A good scientist always --
-- saves his work, Tasneem says. Okay, but --
Think about it.
It dawns on her a moment later. Holy shit, she says. It's not possible. David, that's just not possible.
But you're talking to me now, Tasneem. So it must be.
You backed -- you backed yourself up? They've been trying to do that for -- for decades!
Why risk nearly thirty-five years of careful study and work?
But David, it's not possible, it's just not. It can't be --
-- done? Oh, sure it can. In fact, it's been possible for nearly fifteen years. But very few people know that, and almost nobody talks about it. It can be done, Tasneem, and I know that because I helped design the system that does it.
She doesn't know what to say.
Do you remember all those years on Ganymede? All those station line journeys to the college?
Well, yes. Of course I do.
Did you ever wonder what I was doing?
Tasneem smiles. Actually, I always had this sort of Biblical image of you. You were like the child Jesus, schooling the church elders. Except in this case, they were professors.
You're almost right, he says.
So you made a copy of yourself.
Yes.
How does that work?
It's complicated. But I designed a compression algorithm, and then I discovered that there were a few more tweaks that I could make, and so I made them, and then my little algorithm could suddenly take very, very, very big things and make them incredibly small. The human brain holds a massive amount of data, Tasneem. But all of those volumes of information -- well, they can fit onto a single chip, one so small you can't even see it.
Are you the first person to do this?
The first non-trial? Yes, I am. As far as I know, nobody else has died and lived on in an antique wristband.
This is amazing, David. She rearranges herself, then comes to a sudden realization. We have to tell Audra!
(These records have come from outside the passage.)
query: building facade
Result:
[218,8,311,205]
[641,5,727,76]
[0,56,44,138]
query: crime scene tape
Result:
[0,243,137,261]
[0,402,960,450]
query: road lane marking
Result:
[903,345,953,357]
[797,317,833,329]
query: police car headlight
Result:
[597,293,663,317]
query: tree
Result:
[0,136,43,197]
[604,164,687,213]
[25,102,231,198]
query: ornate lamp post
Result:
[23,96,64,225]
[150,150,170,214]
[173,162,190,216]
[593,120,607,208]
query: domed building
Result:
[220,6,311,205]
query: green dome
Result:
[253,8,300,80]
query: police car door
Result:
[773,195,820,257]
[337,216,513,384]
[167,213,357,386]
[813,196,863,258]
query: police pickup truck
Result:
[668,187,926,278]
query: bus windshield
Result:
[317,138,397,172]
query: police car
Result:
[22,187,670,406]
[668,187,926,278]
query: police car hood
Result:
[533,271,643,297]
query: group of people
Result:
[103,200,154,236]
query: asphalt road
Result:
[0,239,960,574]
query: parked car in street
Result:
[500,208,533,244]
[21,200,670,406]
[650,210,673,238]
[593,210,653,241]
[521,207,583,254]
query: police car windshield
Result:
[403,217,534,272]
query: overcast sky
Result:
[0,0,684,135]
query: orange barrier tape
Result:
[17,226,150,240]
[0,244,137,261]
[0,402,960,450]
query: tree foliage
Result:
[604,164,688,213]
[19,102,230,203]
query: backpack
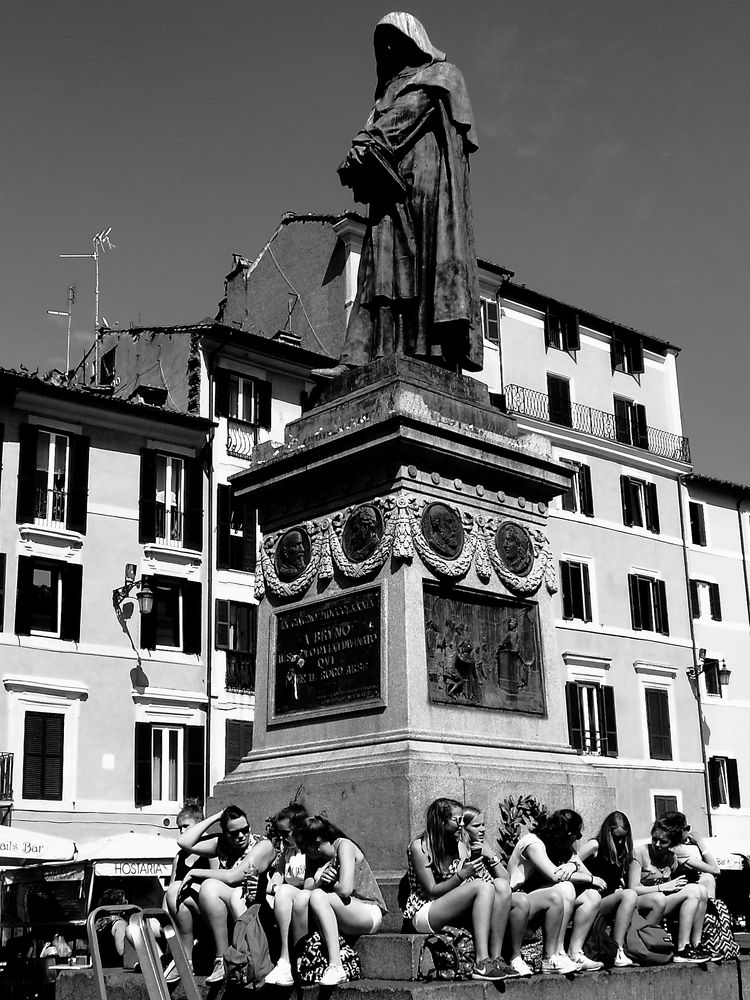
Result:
[224,903,273,989]
[625,910,674,965]
[583,913,617,969]
[297,931,362,986]
[701,899,740,958]
[418,927,476,981]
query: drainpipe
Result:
[677,475,713,837]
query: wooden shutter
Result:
[134,724,152,806]
[598,684,619,757]
[66,434,90,535]
[184,458,203,552]
[60,563,83,642]
[185,726,206,802]
[216,485,232,569]
[138,448,156,545]
[708,583,721,622]
[16,424,38,524]
[565,681,583,751]
[182,580,203,656]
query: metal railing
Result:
[505,385,690,462]
[227,417,258,458]
[224,649,255,694]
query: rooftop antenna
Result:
[47,285,76,378]
[59,226,116,384]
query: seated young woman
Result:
[461,806,533,977]
[628,820,718,962]
[266,816,386,986]
[177,805,276,983]
[508,809,605,975]
[403,798,517,980]
[578,811,666,968]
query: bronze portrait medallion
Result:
[495,521,534,576]
[274,528,310,583]
[422,503,464,559]
[341,504,383,563]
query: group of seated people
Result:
[150,798,719,986]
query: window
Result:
[645,687,672,760]
[216,485,257,573]
[614,396,648,450]
[565,681,618,757]
[547,375,573,427]
[21,712,64,800]
[544,306,581,351]
[560,560,591,622]
[138,448,203,552]
[690,580,721,622]
[620,476,659,535]
[135,722,205,808]
[479,298,500,344]
[708,757,741,809]
[690,500,706,545]
[610,331,644,375]
[16,424,89,533]
[141,576,203,655]
[15,556,83,642]
[224,719,253,774]
[628,573,669,635]
[561,459,594,517]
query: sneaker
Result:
[542,955,578,976]
[206,958,224,983]
[320,965,346,986]
[568,951,604,972]
[266,958,294,986]
[510,955,534,979]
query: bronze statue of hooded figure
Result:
[333,13,482,373]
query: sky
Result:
[0,0,750,483]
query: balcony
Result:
[224,649,255,694]
[227,417,258,459]
[505,385,690,463]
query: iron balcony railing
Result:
[224,649,255,694]
[505,385,690,463]
[227,417,258,459]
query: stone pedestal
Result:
[212,357,614,873]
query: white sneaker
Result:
[266,958,294,986]
[320,965,346,986]
[508,955,534,979]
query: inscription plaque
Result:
[424,585,545,715]
[269,587,383,722]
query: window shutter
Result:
[66,434,90,535]
[216,485,232,569]
[644,483,659,535]
[185,458,203,552]
[628,573,643,631]
[185,726,206,802]
[16,424,38,524]
[708,583,721,622]
[565,681,583,751]
[15,556,34,635]
[134,724,152,806]
[598,684,619,757]
[216,600,229,649]
[182,581,203,656]
[138,448,156,545]
[727,757,740,809]
[60,563,83,642]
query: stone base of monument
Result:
[211,356,614,874]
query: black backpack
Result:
[224,903,273,989]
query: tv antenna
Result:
[47,285,76,378]
[59,226,116,382]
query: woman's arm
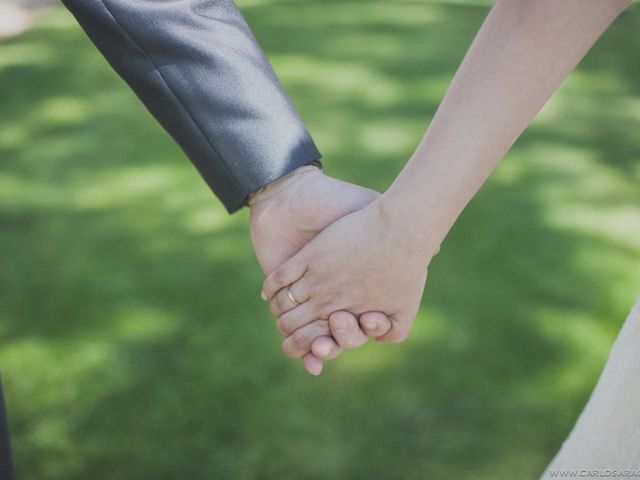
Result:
[263,0,629,356]
[384,0,630,253]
No, David says. Nobody else can know, Tasneem. Nobody.
But David, she's so --
Nobody. I love Audra to death, you know I do. But she cannot know about this.
Tasneem looks away.
Tasneem, David warns. Promise me.
I don't think I can, she says.
Promise me.
David --
Tasneem, promise me. I have my reasons. My reasons are n
ever frivolous. Trust me.
She hesitates, then agrees. Alright. But David, what will she do? She's alone, she's pregnant, and -- David, they've committed her.
I know.
How do you know?
You didn't think that the only system hack I ever did was the one that invented my parents, did you?
I guess I never thought about it.
I'm connected to everything, Tasneem. I'm untraceable, I'm embedded in the station architecture, and I have the means to help us find something very special.
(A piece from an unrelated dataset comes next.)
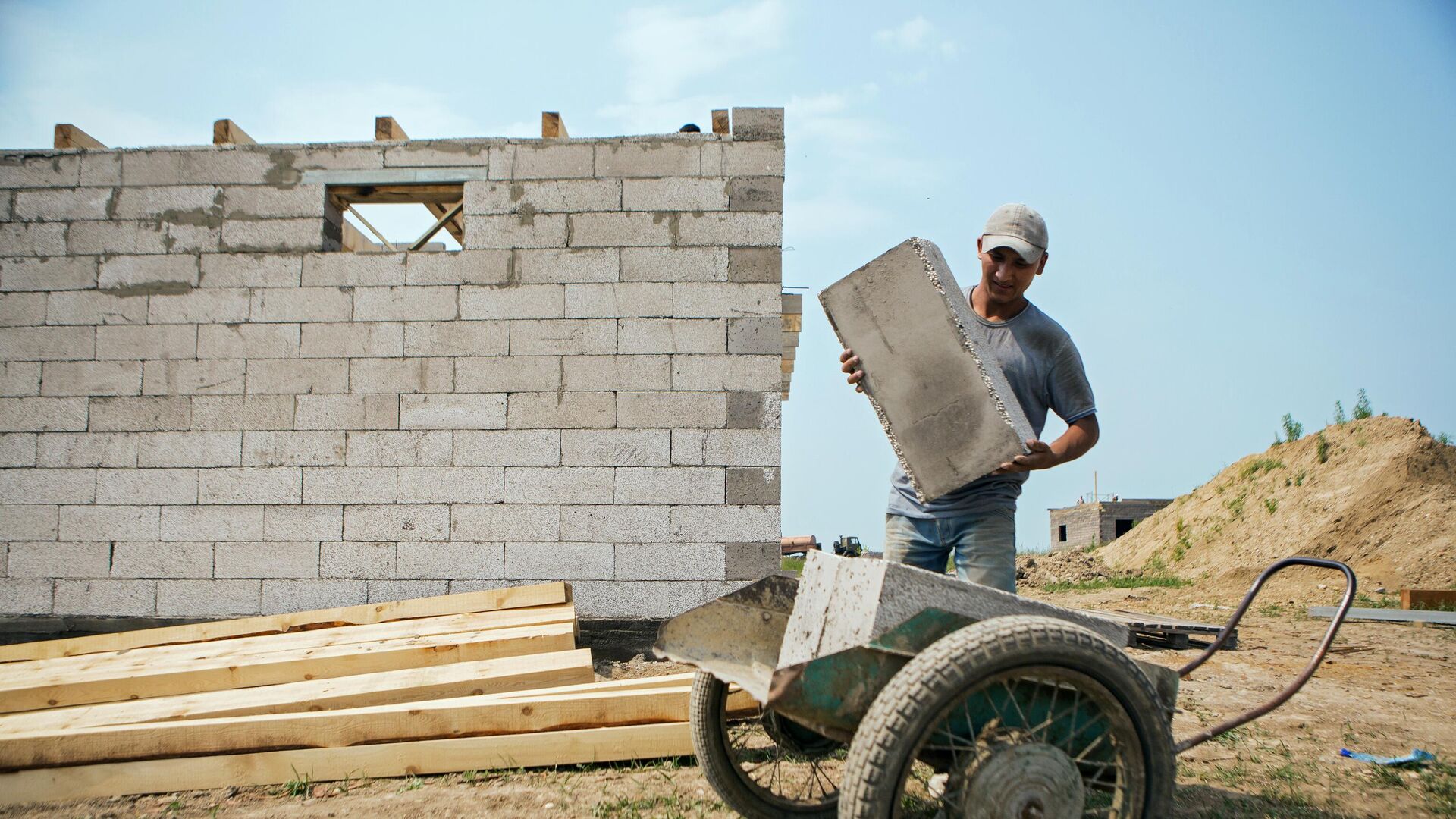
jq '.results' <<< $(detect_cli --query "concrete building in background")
[0,108,799,632]
[1046,495,1172,552]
What do you mean, find something?
I think I can find a new home for us, David says.
I like my apartment just fine, Tasneem says.
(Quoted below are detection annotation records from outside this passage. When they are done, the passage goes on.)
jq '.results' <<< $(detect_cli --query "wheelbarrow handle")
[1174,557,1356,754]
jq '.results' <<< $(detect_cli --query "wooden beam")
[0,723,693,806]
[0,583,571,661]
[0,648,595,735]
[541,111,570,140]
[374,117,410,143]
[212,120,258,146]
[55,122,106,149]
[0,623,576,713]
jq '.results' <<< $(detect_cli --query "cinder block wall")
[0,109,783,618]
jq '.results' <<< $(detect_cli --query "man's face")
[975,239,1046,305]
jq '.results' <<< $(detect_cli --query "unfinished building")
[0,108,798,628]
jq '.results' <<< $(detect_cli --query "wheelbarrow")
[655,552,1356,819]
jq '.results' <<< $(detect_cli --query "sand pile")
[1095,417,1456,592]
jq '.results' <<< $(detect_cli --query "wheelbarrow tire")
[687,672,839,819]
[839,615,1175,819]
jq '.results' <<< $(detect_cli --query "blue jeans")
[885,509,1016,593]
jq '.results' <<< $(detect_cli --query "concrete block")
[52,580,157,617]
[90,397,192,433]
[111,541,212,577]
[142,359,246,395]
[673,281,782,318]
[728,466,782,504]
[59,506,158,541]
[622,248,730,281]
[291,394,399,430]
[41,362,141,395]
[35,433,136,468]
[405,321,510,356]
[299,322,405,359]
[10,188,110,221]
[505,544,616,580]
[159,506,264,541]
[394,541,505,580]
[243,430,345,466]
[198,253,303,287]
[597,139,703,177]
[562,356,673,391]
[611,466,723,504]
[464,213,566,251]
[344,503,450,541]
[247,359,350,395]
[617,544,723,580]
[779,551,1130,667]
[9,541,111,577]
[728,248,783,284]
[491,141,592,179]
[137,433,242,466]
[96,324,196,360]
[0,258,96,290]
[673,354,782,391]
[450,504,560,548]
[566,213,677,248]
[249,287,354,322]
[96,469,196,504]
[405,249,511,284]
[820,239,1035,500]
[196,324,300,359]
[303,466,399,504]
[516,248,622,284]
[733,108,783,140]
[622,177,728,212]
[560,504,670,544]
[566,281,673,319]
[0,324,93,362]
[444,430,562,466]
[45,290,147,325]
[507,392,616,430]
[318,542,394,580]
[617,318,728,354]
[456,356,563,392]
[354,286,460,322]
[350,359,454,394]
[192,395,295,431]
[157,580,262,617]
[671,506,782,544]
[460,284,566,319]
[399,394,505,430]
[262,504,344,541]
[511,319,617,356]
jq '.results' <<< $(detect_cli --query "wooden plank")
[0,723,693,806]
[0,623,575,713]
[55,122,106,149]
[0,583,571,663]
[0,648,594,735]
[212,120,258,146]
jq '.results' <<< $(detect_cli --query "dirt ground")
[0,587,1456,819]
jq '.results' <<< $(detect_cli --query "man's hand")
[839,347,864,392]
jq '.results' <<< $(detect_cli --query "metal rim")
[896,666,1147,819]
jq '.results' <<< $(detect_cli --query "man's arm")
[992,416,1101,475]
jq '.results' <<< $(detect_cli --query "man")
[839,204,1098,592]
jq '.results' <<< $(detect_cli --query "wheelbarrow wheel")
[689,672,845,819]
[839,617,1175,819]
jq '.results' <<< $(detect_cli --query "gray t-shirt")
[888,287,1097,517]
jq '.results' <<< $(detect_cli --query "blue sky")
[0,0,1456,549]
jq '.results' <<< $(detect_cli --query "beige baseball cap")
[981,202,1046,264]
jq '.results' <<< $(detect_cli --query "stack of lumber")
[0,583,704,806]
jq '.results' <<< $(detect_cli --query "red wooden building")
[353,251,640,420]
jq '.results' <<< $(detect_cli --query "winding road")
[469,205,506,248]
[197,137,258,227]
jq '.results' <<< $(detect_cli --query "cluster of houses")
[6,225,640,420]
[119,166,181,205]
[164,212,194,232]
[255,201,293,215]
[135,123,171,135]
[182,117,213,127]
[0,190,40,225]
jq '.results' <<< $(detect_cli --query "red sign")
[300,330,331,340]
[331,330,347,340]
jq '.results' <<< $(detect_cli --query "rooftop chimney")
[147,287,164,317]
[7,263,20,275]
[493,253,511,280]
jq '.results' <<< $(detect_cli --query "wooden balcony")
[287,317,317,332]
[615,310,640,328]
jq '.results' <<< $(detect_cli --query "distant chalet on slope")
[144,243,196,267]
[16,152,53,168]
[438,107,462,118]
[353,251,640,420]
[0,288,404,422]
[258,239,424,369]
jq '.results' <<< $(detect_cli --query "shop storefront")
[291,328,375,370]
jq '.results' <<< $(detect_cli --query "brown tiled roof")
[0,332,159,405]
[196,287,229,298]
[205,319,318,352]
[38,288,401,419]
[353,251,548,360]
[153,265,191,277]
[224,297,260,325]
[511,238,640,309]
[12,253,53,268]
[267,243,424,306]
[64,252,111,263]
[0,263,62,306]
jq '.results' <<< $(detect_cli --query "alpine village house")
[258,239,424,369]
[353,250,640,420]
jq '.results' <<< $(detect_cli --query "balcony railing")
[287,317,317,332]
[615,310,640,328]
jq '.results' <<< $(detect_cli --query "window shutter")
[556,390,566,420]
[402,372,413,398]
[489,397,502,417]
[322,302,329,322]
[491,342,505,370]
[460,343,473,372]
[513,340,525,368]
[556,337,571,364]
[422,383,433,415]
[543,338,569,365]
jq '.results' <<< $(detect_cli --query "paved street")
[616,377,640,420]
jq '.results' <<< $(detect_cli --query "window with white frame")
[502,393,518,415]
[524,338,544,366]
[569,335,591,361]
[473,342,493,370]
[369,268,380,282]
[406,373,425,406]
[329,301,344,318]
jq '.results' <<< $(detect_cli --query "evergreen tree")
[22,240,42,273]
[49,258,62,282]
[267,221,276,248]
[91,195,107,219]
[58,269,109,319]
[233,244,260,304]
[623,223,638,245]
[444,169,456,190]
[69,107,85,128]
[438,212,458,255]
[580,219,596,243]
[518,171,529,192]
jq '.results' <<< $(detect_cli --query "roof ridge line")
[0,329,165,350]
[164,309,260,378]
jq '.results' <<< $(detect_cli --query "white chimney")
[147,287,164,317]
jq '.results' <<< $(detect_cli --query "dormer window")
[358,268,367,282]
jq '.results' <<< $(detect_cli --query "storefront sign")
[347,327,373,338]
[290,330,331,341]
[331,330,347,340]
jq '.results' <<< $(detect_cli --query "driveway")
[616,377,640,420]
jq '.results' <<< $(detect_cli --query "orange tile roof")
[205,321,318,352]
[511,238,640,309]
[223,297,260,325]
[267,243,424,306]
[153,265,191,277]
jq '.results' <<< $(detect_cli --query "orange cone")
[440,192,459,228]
That's not what I mean, David says. I think that I can find us a new Earth.
A new -- David.
I've been working on it for three years, he says. Do you understand why it was important for me to create a backup of myself? Think of the lost data if I hadn't.
I was too busy thinking about my lost friend, Tasneem says. It didn't even occur to me to think about this.
That's okay. That's why nobody will find me now. Nobody had any inkling that I could do this.
David, Tasneem says. What happens now?
What happens now is -- well, I don't know. We should talk about that.
How do I turn you off?
What do you mean?
I mean -- well, David, I have to pee. How do I turn you off?
Oh. Of course. Just remove the wristband.
Okay. I'll be right --
Tasneem. Listen, though. Once you remove it, you won't be able to hear me. And here's the thing -- right now, there's just one existing copy of my self, and it's on that band. If you lost it -- I'd be gone forever.
Tasneem looks down at the wristband. Then I guess I won't lose it.
Me. You won't lose me.
Right. You.
Tasneem?
Yes.
We should do something for Audra. But I don't know what. You're better at this sort of thing than I am.
Tasneem nods to herself. Let me think about it. We'll come up with something.
Tasneem sleeps poorly. At three, she gives up, and sits in the window again. The concourse is not dead -- there is a small knot of people who seem to be dancing, then talking among themselves, then dancing again.